Сегодня ночью она уже увидела этот блеск любопытства в
глазах — Инка, ее лучшая подруга, с каким вожделением она расспрашивала о том,
чего Ольга напрочь не помнила.
— Странно, Лелишна, ты выглядишь совершенно
нормально, — в устах непосредственной Инки это прозвучало как приговор.
Да, пока она выглядит совершенно нормально — только круги
под глазами выдают внутреннее напряжение. Но сколько продлится эта
нормальность?
Как они на нее смотрели! Даже полуслепая Наташа придала
своим полуслепым глазам выражение снисходительного благородства. А толстый
детектив — или как там его? — он тоже пожалел ее: «Не повезло тебе,
девонька, так что выпьем за твое возможное выздоровление.
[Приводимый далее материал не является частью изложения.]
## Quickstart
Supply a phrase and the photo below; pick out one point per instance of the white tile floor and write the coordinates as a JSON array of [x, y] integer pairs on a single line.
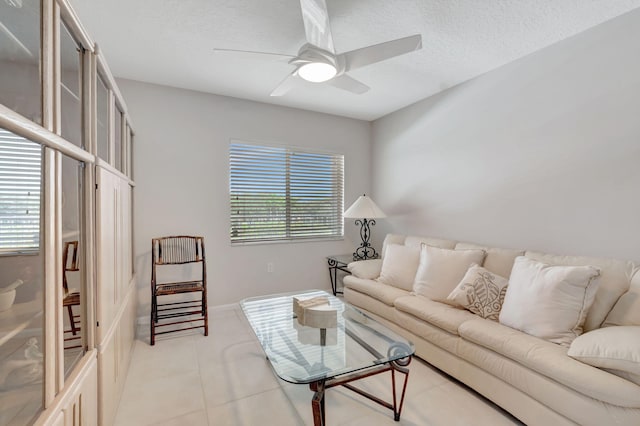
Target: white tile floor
[[224, 379]]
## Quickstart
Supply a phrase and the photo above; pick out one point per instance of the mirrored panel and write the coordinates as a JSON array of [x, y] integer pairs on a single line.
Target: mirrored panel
[[72, 262], [70, 87], [103, 119], [21, 280], [20, 81], [117, 140]]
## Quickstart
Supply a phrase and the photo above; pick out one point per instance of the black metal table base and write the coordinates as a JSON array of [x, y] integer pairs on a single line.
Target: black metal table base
[[334, 267], [319, 387]]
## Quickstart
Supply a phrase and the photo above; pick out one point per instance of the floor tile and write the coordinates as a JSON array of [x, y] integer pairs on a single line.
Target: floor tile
[[267, 408], [197, 418], [159, 398]]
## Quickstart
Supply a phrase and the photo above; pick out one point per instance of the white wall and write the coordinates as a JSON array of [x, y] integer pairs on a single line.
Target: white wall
[[181, 172], [543, 153]]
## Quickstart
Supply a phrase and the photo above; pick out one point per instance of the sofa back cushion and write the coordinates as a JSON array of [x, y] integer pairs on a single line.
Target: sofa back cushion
[[614, 280], [399, 266], [627, 310], [498, 260], [549, 301], [391, 239], [441, 270], [433, 242]]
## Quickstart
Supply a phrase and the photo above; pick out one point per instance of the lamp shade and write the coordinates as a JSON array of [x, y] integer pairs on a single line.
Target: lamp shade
[[364, 208]]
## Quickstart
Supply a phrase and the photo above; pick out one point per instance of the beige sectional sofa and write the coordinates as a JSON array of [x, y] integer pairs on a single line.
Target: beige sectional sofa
[[532, 378]]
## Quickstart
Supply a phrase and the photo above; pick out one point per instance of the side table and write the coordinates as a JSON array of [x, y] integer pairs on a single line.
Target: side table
[[338, 263]]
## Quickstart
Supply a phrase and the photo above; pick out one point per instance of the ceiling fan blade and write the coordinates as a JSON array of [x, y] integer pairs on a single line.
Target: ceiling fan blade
[[316, 24], [349, 84], [285, 85], [379, 52], [253, 54]]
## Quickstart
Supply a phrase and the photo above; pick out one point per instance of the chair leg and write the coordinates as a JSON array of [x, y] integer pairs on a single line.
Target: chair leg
[[206, 313], [152, 331]]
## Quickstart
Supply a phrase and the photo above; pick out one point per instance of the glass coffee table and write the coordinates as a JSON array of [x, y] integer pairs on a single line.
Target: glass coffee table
[[357, 347]]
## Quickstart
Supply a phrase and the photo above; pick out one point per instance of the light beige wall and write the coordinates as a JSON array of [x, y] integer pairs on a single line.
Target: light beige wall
[[542, 153], [181, 170]]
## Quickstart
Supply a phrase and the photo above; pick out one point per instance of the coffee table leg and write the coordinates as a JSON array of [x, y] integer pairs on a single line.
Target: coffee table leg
[[400, 367], [317, 403]]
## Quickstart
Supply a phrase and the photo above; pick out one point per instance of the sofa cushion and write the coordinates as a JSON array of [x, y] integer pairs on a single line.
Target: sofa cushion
[[442, 315], [498, 260], [615, 348], [399, 266], [367, 269], [441, 270], [627, 309], [391, 239], [433, 242], [481, 292], [615, 276], [368, 303], [551, 360], [382, 292], [549, 301]]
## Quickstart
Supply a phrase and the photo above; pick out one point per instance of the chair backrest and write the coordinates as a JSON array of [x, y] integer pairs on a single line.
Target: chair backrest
[[177, 250], [69, 262]]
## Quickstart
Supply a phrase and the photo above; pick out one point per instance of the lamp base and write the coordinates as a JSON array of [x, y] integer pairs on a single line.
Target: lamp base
[[365, 251]]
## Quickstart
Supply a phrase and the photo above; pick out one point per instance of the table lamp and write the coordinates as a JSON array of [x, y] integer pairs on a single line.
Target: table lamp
[[365, 211]]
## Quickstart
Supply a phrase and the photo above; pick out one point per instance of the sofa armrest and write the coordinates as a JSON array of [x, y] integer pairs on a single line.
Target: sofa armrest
[[367, 269]]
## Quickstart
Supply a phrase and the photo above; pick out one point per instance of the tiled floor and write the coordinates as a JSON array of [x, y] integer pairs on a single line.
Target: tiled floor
[[224, 379]]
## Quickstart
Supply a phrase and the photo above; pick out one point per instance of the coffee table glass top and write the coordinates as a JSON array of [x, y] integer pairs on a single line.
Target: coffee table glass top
[[296, 352]]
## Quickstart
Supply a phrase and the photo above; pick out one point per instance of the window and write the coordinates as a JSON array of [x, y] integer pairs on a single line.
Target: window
[[281, 194], [19, 193]]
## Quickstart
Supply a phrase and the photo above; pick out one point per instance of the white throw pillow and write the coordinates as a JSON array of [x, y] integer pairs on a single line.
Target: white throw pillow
[[481, 292], [616, 349], [399, 266], [441, 270], [368, 269], [547, 301]]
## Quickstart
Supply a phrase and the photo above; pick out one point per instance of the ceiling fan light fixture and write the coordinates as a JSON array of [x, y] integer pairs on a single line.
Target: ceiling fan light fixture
[[317, 72]]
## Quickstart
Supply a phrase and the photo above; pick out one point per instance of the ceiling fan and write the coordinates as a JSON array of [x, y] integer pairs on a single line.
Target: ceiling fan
[[317, 60]]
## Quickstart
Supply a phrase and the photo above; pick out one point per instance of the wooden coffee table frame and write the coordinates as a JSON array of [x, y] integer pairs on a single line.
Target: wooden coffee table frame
[[399, 366]]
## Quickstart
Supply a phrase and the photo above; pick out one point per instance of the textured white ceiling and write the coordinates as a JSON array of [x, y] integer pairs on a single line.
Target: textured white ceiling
[[171, 42]]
А также за лечение в
какой-нибудь закрытой клинике с обитыми мягкими панелями стенами. В другую тебя
не поместят. Потому что ты опасна. Ты ударила ни в чем не повинную женщину».
Ольга сжала забинтованную руку — странное дело, рука не
помнила удара, нанесенного Запесоцкой. Зачем она это сделала?
Инку сменил Марк (конечно же, теперь ее нужно сторожить, как
какую-нибудь взбесившуюся породистую собаку).
Ольга видела, как, почти не скрываясь, он прячет все колющие
и режущие предметы — маникюрные ножницы, пилочку для ногтей, свой собственный
швейцарский перочинный нож и даже совершенно невинную бритву «Жиллетт» с
двойным лезвием. Точно так же, как это делал когда-то отец, сходство пугающее… А
Марк оперативно работает, он знает толк в подготовительной работе с
сумасшедшими…
— Марк! — позвала она мужа в тот самый момент,
когда он распихивал по тайным углам все эти потенциальные орудия
убийства. — Ты забыл лыжные палки, Марк. Ими вполне можно выколоть глаза
невинным людям.
— О чем ты говоришь, кара! — Марк страшно
смутился, даже спрятал руки за спину.
— Я хочу поговорить с тобой.
— Да, конечно…
Марк сел в кресло, он даже не подумал приблизиться к кровати:
мозг Ольги, растерянный и ожесточившийся, с болезненным сладострастием
фиксировал все эти детали.
— Ты боишься меня, Марк? Меня, своей жены?
— О чем ты говоришь! Как ты могла подумать такое, кара?
— Тогда объясни мне, что со мной происходит?